On June 1st, Michael Sandel, Harvard professor, gave a special lecture on “What Money Can’t Buy” at Yonsei University Amphitheater. It was in every sense of the word, an open class. The audience consisting of some 15,000 people participated in the lecture and enthusiastically shared their ideas. Professor Sandel threw questions at the audience and the audience competitively took the microphone to express their opinion.
Professor Sandel excited the crowd instantly even before the lecture by greeting them in Korean – “Yeoruh-bun, Sarang-haeyo!” (I love you, all!). The attendees were attentive and responsive, clapping throughout the lecture. Laughter broke out continuously even in the middle of serious discussions.
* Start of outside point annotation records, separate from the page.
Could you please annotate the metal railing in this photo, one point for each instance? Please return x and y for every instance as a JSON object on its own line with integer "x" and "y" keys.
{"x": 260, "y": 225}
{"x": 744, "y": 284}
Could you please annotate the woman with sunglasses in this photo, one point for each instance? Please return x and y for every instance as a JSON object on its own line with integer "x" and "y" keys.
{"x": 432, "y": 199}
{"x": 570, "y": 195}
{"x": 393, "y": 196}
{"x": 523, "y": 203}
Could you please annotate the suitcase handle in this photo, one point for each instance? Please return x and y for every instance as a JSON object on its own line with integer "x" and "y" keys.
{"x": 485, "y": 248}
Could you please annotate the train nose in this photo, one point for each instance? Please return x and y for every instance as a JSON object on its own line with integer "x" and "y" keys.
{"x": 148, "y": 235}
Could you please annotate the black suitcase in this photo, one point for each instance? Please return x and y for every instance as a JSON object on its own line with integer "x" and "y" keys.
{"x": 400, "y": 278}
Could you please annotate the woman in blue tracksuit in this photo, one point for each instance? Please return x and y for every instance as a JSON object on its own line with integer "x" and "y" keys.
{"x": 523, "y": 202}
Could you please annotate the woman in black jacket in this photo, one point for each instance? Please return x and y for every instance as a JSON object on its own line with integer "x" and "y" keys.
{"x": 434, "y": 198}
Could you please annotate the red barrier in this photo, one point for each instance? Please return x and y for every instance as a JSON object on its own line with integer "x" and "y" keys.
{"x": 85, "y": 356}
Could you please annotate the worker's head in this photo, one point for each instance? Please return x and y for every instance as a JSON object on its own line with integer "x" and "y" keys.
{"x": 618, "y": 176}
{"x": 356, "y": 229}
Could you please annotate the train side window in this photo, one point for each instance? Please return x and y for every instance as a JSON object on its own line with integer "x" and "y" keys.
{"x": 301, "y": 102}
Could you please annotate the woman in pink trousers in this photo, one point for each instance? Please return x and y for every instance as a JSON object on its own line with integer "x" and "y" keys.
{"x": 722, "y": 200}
Professor Sandel opened the lecture saying, “Today, we will be discussing some difficult problems. However, we do not all have to come to the same conclusions. I hope we can show mutual respect.”
He talked about how some tickets for the lecture were sold online by scalpers leading to the question of “What Money Can’t Buy.” He began the discussion by comparing the sale of Lady Gaga’s concert tickets for a higher price and the trading of a medical treatment form endowing a patient with the right to get consultation from a doctor in the black market.
In regard to this, one person said that it is wrong to buy and sell a basic right – to be able to see a doctor and get an examination. Another intensified the discussion adding that while there are goods that can be given monetary value, money should not be able to buy certain things, such as human organs.
Next, students from Korea University and Yonsei University debated on the controversial topic of donation-based admission policy. The student from Korea University claimed that, “I disagree with the policy because it deteriorates the original purpose of a school, which is to provide education.” The Yonsei University student argued that, “If the donation from 10% of the students can enhance the quality of education for the other 90%, I support it.” As the debate continued, the student in favor of the policy found his argument weakening and eventually said, “I’m sorry.” To this, Professor Sandel gave words of encouragement.
The audience became more engaged and involved in the lecture as the discussions with the professor deepened.
Some said that they were nervous before voicing their opinions, and some started out speaking in English, then, switched to Korean making the audience laugh.
The professor also brought up the issue of using cash incentives to motivate students to study. A student shared her story about how her grades recently fell and was not granted a scholarship. All the students at the amphitheater clapped and cheered in encouragement.
As the discussion heated up, some even asked for an opportunity to speak. One person succeeded in getting the microphone by shouting out “I’m a teacher!” She said, “From observing young students in my class, I noticed that when I got rid of the blue stickers I gave to students who read books, the number of books read decreased.” The elementary school teacher added that, “The problem is that students are unable to develop internal motivation to read.”
The professor explained that monetary rewards changes students’ attitude and norm consciousness. If they are give cash incentive as an expression of gratitude, there is a risk that they will lose the ability to feel gratitude.
He mentioned pop-singer Rain, and suggested that instead of fulfilling their military duties, what if the male celebrities donated half of their annual earnings to the government? The discussion reached its peak at this point.
Only 15~20 people raised their hands in favor of the suggestion. Among them, one high-school student said, “On the whole, there is only a handful, such as Rain and Park Chu-young, who would give donations instead of joining the military. We should consider the benefits and practical interests that the rest of society can get from their donations.” A student who recently completed his military service opposed the suggestion saying, “Fulfilling one’s military obligations cannot have market-oriented value. Its value cannot be converted into money.” His statement was received with applause.
The professor closed off the discussion. “We should not give value to things based on monetary standards only. We should be able to tell when money and the market intrude upon important values (social norms and obligations) that are not market-oriented.” He pointed out that, “The disparity between the rich and poor is getting worse, reducing the chances of communication, which is problematic. Our society needs to become one where people from various backgrounds share and discuss different ideas and opinions.”
He concluded, “We have to think about how we can all live together.” Finally, he thanked the audience for the ardent and challenging discussions.